In another embodiment of the present invention, the present invention may be implemented in the form of an electronic device. The electronic device includes a processor and a memory, and the memory stores a computer program that, when executed by the processor, can be used to implement the method of the present invention.

It should be noted that the above embodiments describe the position coordinates in the shape of a rectangle or an approximate rectangle. In the case of different shooting angles, when the piano keyboard does not present a rectangle on the 2D image, the vertices of the polygon containing the complete piano keyboard are used. Coordinates to represent the piano keyboard area.

It should be noted that although the steps are described above in a specific order, it does not mean that the steps must be executed in the above-mentioned specific order. In fact, some of these steps can be executed concurrently, or even change the order, as long as it can be achieved The required function can be.

The present invention may be a system, method and/or computer program product. The computer program product may include a computer-readable storage medium having computer-readable program instructions loaded thereon for causing a processor to implement various aspects of the present invention.

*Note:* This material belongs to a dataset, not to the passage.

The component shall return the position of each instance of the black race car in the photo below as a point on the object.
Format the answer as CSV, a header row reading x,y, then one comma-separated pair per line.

A computer-readable storage medium may be a tangible device that retains and stores instructions for use by the instruction execution device. Computer-readable storage media may include, but are not limited to, electrical storage devices, magnetic storage devices, optical storage devices, electromagnetic storage devices, semiconductor storage devices, or any suitable combination of the foregoing, for example. More specific examples (non-exhaustive list) of computer readable storage media include: portable computer disks, hard disks, random access memory (RAM), read only memory (ROM), erasable programmable read only memory (EPROM) or flash memory), static random access memory (SRAM), portable compact disk read only memory (CD-ROM), digital versatile disk (DVD), memory sticks, floppy disks, mechanically coded devices, such as printers with instructions stored thereon Hole cards or raised structures in grooves, and any suitable combination of the above.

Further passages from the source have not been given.